Para pemohon menilai UU IKN hanya mendelegasikan materi yang berkaitan dengan IKN dalam peraturan pelaksana. Dari 44 pasal dalam UU IKN, terdapat 13 perintah pendelegasian kewenangan pengaturan dalam peraturan pelaksana; UU IKN dalam pembentukannya tidak memperhitungkan efektivitas peraturan perundang-undangan dalam masyarakat baik secara filosofis, sosiologis maupun yuridis; UU IKN tidak dibuat karena benar-benar dibutuhkan; pembentukan UU IKN minim partisipasi masyarakat.

Kuasa Hukum Pemohon, Viktor Santoso Tandiasa berharap agar MK mengabulkan permohonan para pemohon. Sebab, apabila melihat fakta-fakta persidangan, tidak ada alasan bagi Mahkamah Konstitusi untuk tidak menyatakan bahwa pembentukan UU IKN cacat formil,” kata Viktor kepada Hukumonline, Kamis (2/6/2022).

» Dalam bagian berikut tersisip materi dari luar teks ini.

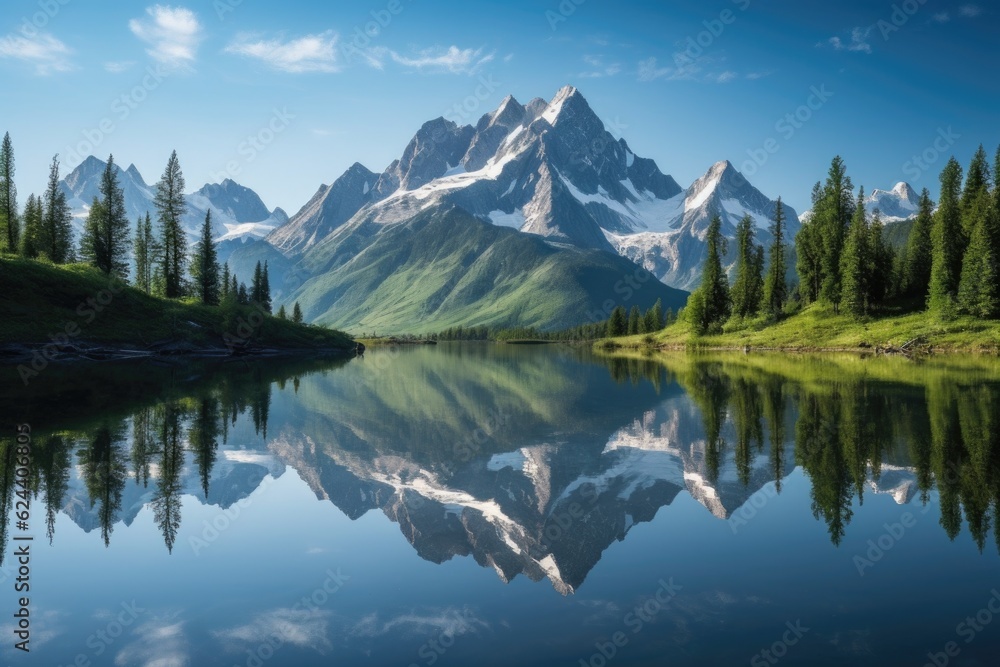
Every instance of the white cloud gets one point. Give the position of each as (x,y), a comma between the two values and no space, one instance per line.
(117,67)
(858,42)
(599,68)
(46,53)
(312,53)
(173,34)
(453,60)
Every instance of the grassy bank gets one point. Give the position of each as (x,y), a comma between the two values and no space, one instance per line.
(40,303)
(818,329)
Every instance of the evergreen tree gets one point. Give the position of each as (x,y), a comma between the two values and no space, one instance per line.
(32,235)
(146,250)
(977,179)
(748,289)
(56,230)
(113,227)
(170,207)
(946,253)
(205,265)
(10,225)
(809,252)
(833,217)
(634,321)
(881,263)
(917,267)
(856,262)
(775,285)
(979,289)
(265,289)
(92,249)
(657,316)
(617,325)
(257,284)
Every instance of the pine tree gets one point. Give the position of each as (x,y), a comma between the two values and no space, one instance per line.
(617,324)
(205,265)
(56,231)
(775,285)
(31,236)
(748,289)
(833,217)
(92,250)
(946,253)
(657,316)
(265,289)
(147,254)
(170,207)
(856,262)
(114,227)
(882,259)
(977,179)
(256,284)
(634,321)
(10,225)
(979,289)
(809,252)
(917,267)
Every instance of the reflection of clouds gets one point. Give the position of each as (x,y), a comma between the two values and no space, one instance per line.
(159,642)
(301,627)
(451,621)
(45,627)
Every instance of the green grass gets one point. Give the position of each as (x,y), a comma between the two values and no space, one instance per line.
(40,300)
(817,328)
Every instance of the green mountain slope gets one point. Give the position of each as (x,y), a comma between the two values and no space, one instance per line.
(446,268)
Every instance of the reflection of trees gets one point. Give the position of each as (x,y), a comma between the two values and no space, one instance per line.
(104,473)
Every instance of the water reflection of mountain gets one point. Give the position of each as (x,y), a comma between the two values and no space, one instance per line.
(532,462)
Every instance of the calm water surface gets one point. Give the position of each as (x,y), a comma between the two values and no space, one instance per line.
(500,505)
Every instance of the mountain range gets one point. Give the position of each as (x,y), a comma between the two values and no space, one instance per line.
(535,216)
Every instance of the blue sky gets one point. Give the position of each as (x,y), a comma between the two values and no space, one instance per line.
(322,85)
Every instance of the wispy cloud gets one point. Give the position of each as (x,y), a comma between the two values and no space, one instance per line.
(117,67)
(452,60)
(857,42)
(301,627)
(173,34)
(311,53)
(43,51)
(599,68)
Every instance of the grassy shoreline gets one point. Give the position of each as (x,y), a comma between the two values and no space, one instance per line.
(818,329)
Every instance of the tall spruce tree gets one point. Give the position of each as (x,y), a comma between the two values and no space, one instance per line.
(32,234)
(714,287)
(146,250)
(856,262)
(775,285)
(748,288)
(56,230)
(833,217)
(979,289)
(10,224)
(170,207)
(946,234)
(917,269)
(205,265)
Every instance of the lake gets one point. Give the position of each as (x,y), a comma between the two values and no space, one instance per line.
(478,504)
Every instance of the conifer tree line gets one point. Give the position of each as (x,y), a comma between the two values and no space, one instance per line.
(161,264)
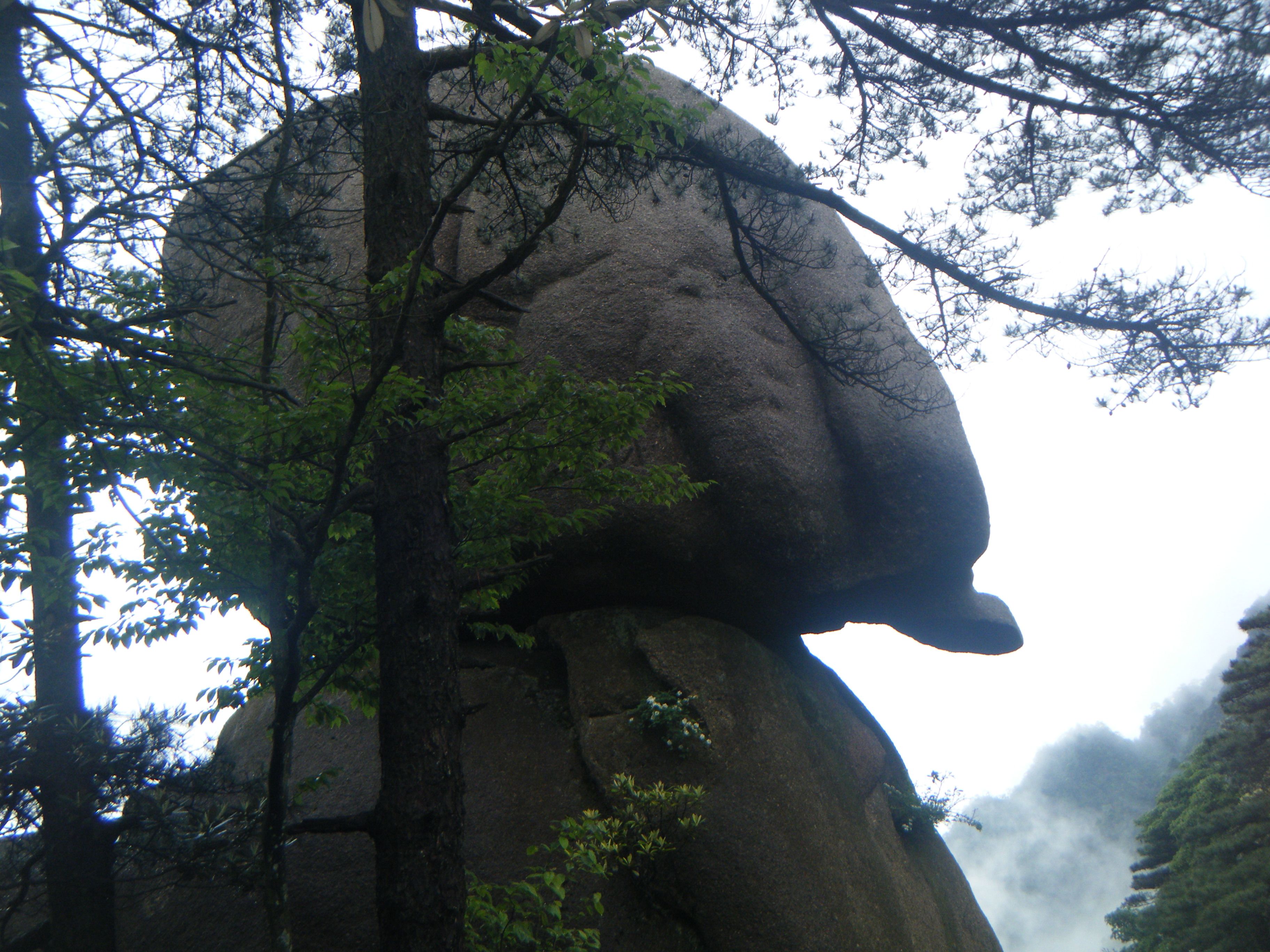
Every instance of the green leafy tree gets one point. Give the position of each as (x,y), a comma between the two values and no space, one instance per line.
(266,505)
(1205,875)
(534,914)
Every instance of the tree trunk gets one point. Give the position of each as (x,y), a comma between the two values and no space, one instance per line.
(78,844)
(420,817)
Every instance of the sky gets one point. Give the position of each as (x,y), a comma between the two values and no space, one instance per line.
(1127,544)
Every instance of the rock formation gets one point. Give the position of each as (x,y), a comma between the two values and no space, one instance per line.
(798,851)
(829,506)
(831,503)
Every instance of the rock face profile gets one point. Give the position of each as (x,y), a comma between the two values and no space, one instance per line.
(798,851)
(830,503)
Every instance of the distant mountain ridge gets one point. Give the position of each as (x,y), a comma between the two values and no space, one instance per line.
(1055,854)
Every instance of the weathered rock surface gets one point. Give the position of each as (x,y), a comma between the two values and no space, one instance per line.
(831,503)
(798,851)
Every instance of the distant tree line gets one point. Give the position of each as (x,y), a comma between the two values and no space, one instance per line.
(362,466)
(1203,883)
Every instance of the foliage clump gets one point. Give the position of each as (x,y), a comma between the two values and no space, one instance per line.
(915,811)
(672,716)
(535,913)
(1203,883)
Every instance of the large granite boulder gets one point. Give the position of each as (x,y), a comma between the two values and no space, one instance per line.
(831,502)
(798,851)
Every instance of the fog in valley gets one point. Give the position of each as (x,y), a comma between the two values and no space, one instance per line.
(1055,854)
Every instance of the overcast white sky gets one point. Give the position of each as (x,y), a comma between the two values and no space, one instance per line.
(1127,545)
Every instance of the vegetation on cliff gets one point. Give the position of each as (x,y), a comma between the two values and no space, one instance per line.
(1205,876)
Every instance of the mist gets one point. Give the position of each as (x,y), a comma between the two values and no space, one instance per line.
(1055,854)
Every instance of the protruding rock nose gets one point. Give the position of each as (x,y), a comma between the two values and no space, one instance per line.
(970,621)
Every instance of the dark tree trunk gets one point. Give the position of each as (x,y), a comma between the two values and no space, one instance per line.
(420,817)
(78,844)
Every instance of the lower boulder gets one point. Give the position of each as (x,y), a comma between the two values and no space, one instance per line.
(798,851)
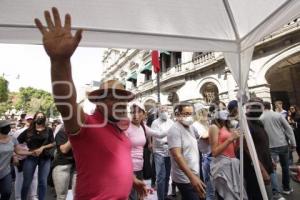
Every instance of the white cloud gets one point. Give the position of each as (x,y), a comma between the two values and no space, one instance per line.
(31,64)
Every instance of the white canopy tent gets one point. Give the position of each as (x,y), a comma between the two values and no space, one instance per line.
(230,26)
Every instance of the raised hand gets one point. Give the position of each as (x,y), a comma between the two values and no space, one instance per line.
(58,40)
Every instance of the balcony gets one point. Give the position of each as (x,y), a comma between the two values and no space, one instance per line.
(204,58)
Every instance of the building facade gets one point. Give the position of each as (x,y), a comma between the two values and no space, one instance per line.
(204,77)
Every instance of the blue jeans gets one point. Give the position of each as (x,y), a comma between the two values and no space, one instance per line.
(29,166)
(5,187)
(163,170)
(210,190)
(187,191)
(283,154)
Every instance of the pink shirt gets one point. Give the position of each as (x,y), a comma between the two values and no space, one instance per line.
(103,162)
(223,136)
(137,138)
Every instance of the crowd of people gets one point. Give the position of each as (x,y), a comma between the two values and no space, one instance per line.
(192,146)
(105,155)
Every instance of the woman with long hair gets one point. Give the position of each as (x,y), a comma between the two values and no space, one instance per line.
(294,120)
(39,139)
(225,165)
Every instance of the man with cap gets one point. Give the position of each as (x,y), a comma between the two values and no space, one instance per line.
(100,147)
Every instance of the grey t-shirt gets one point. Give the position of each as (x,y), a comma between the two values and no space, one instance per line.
(6,153)
(184,138)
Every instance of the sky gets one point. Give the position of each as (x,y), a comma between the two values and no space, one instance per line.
(29,65)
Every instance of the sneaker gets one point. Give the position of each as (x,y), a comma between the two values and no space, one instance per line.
(287,191)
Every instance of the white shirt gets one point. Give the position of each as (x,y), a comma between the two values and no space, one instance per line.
(160,145)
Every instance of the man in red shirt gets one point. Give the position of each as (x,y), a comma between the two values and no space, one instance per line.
(101,150)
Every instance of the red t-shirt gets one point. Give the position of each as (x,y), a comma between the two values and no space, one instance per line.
(103,162)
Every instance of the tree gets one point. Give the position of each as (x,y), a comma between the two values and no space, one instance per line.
(31,100)
(3,89)
(5,102)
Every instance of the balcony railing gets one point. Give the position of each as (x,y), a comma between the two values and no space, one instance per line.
(203,58)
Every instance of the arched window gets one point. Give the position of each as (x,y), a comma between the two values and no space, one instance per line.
(210,92)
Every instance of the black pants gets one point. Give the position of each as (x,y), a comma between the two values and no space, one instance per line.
(187,191)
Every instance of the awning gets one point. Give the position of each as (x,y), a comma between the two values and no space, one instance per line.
(147,68)
(132,77)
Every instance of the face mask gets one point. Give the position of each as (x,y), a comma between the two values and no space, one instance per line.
(123,124)
(163,116)
(40,120)
(187,121)
(5,130)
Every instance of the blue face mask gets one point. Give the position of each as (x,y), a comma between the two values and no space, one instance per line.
(163,116)
(5,130)
(187,121)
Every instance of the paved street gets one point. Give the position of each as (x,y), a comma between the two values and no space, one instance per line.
(294,196)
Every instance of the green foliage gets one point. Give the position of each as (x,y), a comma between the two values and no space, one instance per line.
(31,100)
(3,90)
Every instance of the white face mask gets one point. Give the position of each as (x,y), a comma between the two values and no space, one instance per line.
(163,116)
(123,124)
(187,121)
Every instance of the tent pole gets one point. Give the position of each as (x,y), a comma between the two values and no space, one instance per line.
(158,86)
(240,106)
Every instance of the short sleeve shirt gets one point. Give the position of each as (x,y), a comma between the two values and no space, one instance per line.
(6,153)
(184,138)
(103,161)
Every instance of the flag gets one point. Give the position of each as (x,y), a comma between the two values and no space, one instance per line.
(155,61)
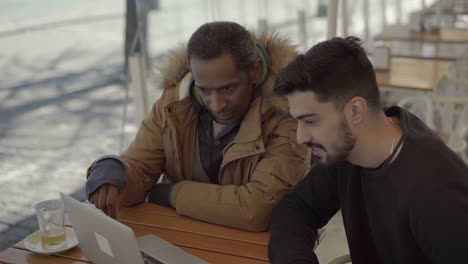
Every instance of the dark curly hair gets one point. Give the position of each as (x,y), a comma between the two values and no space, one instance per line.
(214,39)
(334,70)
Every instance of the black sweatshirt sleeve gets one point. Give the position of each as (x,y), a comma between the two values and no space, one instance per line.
(298,216)
(439,222)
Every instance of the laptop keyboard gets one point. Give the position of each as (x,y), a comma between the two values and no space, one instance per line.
(149,259)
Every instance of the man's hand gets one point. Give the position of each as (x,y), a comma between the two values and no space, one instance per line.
(106,198)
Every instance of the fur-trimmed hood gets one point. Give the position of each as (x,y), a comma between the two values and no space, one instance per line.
(175,68)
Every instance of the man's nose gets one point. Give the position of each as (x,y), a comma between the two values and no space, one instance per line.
(302,135)
(217,103)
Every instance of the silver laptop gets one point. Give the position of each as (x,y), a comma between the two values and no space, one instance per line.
(104,240)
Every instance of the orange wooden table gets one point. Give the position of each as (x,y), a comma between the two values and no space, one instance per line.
(213,243)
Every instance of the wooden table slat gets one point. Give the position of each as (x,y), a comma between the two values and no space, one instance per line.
(192,226)
(214,244)
(18,256)
(213,257)
(153,208)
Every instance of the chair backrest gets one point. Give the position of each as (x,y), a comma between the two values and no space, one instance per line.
(341,259)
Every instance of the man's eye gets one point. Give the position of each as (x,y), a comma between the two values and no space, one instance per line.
(203,90)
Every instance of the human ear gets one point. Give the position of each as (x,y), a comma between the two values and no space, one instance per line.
(356,110)
(254,73)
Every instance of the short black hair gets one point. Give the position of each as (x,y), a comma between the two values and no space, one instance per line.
(216,38)
(334,70)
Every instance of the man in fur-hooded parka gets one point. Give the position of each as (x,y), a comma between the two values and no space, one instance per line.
(225,145)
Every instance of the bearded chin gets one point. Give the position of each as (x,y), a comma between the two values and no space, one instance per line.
(343,148)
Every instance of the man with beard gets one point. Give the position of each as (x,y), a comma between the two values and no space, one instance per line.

Dia membeberkan sejumlah fakta diantaranya alat-alat bukti dari pihak DPR melalui proses Inzage pada 20 Mei 2022 ditemukan fakta sama sekali tidak memasukkan alat bukti, seperti partisipasi yang maksimal, transparansi, dan lain-lain. “Artinya dalil para Pemohon terkait pembentukan UU IKN yang tidak transparan dan tidak memenuhi partisipasi publik yang maksimal sebagaimana diamanatkan Putusan MK No.91/PUU-XVIII/2020 adalah benar adanya,” kata Viktor.

Baca Juga:

Terkait bukti yang diberikan oleh Presiden, ditemukan dokumen-dokumen yang menjadi alat bukti diantaranya surat permohonan harmonisasi atas RUU IKN dan Penyelarasan Naskah Akademik RUU IKN (pertanggal 31 Mei 2021); agenda harmonisasi atas RUU IKN dan Penyelarasan Naskah Akademik RUU IKN pada Rabu tanggal 2 Juni sampai dengan hari Jumat tanggal 4 Juni 2021 di Hotel Aryaduta Jakarta; harmonisasi dan penyelarasan hanya dilakukan selama 3 hari; surat penyampaian hasil harmonisasi RUU IKN (pertanggal 3 Juni 2021) yang dikeluarkan oleh Kementerian Hukum dan HAM.

Menurutnya, dari pemeriksaan dokumen-dokumen tersebut, terdapat beberapa kejanggalan diantaranya, harmonisasi RUU dan penyelarasan naskah akademik hanya dilaksanakan selama 3 hari. Hal ini tentunya sangatlah terlihat hanya sekedar memenuh proses pembentukan secara formalitas saja.